She tilted a jar of clear fluid at a stained rag, and swabbed the criminal’s face until the red was gone. The girl seemed not to care, or even notice, putting up no resistance as a second measure of acetone removed the offending color from her fingers.
Another of the quartet pulled a loose veil over the wild hair, but could not cage it all. “Slut, hide your nakedness.” She threatened worse than acetone. “Where is your shame?”
The girl’s chin snapped against her breast as she was prodded from slumber. The Pasdars took her under the shoulders and hauled her up on marionette legs. She showed no interest in supporting her weight; soon, neither did the women. When they tried to sit her down, she dropped like a stone. Not troubling to put out her hands, she broke her fall with her nose. A Pasdar produced an unsoiled handkerchief from the folds of her black chador, but there was no blood to speak of to mop up. Nudging the girl onto her side, she looked into her senseless face. Tangles of brown hair poured off one shoulder, exposing a scorched circular wound behind her ear. The Pasdar listened for breathing, she felt for a pulse, pressed close to fill the empty heart from the violent pounding in her own chest.
The loudspeakers quieted as the tape ran out. A blast of static announced their immediate return to life.
“Remind the peoples of the danger posed by Israel and its agents. Recall and explain the catastrophes inflicted upon Islam by the Jews. We see today that the Jews, may Allah damn them, have meddled with the text of the holy Qur’an …”
Approaching Niavaran Palace the djoubs ran almost clear. Plane trees nourished by the snowmelt they brought down from the mountains lined the boulevards. An American car, an aged Thunderbird, tracked the greenery north through suburban Shemiran, a motorist preferring dead reckoning to the directions he had copied in his notepad. The dry wind was infused with the flavor of summer gardens and the odd pocket of cold spilling down from the Elburz Range. Like the djoubs, the motorist’s thoughts were clearer here, too, a novelty that soon wore thin. He opened the glove compartment for a flask that he kept buried under the
Administrative Regulations Governing the Revolutionary Courts and Public Prosecutor’s Office.

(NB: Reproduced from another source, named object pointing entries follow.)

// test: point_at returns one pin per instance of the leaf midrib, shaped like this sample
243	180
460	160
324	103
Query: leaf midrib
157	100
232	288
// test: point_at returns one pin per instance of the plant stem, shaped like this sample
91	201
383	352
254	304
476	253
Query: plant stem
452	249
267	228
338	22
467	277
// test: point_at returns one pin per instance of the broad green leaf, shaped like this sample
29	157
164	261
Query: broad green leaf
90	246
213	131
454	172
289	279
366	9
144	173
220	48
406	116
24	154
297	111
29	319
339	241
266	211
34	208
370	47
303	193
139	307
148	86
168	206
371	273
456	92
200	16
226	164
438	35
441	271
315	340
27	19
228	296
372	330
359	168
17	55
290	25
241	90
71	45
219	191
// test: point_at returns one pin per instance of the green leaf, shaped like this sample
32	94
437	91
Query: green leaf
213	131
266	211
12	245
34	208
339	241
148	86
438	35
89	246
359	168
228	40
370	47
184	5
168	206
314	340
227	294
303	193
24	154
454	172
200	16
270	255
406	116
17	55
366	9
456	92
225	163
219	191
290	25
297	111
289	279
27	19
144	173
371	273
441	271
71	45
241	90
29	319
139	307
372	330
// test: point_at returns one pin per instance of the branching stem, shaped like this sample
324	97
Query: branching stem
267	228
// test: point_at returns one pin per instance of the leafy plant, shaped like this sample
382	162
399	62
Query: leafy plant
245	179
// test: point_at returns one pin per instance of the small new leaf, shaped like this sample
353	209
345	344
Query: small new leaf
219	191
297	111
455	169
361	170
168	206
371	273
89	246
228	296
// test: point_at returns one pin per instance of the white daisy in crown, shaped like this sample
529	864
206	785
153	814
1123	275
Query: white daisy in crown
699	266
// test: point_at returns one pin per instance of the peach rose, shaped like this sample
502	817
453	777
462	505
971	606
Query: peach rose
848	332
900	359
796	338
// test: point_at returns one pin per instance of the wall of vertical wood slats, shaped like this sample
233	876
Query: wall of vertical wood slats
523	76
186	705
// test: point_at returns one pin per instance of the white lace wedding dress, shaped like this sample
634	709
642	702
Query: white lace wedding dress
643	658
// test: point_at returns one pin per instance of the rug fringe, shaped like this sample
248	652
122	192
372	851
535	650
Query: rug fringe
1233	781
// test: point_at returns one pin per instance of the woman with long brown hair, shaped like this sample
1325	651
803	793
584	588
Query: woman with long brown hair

He drank with little pleasure, businesslike, alcohol as basic to the task at hand as the guns he wore under his shoulder and in the small of his back. “Punishment for drinking liquor is eighty lashes whether it is a man or a woman,” he recited as he reinterred the empty under the law book. “Article 131, the law of Houdoud and Qesas.”
Turning into the teeth of holy rage, he homed in on an apartment complex on Saltanatabad Avenue below the former royal estate, two modern pale brick high rises that mirrored each other across a tiled courtyard set back from the sidewalk. Double-parked beside a white Paycon pumping out the Imam’s wrath from crackling speakers was a Range Rover of the Komiteh, the Committee for the Revolution. The Thunderbird pulled in several car lengths behind. As the motorist swung his legs out, he breathed against his palm and sniffed his breath. “A man is to be whipped while standing with his body naked except for a cover on his private parts. But a woman is to be whipped while sitting with her dress tied to her body.” He went back to the glove compartment for a stick of gum. “Article 132.”
Bleary-eyed families, the wives and daughters wrapped dutifully in long head scarves, looked down into the court from gray windows. The faint light of the nearest streetlamps extracted from the tiles a bluish luminescence, so that the squad of Pasdars might have been standing on the surface of a shallow pool. With them were a couple of bearded men who made sharp, nervous gestures with Uzi automatic rifles. A girl stretched out on her side in the center of their small circle seemed to have washed up against the benches. The driver of the Thunderbird went to the white car and pulled the cassette from the tape player, silencing the old man’s ranting. Some of the apartment windows immediately went dark. As he turned toward the court, he thought an Uzi was pointed his way. But nothing was very clear anymore, and he couldn’t be sure.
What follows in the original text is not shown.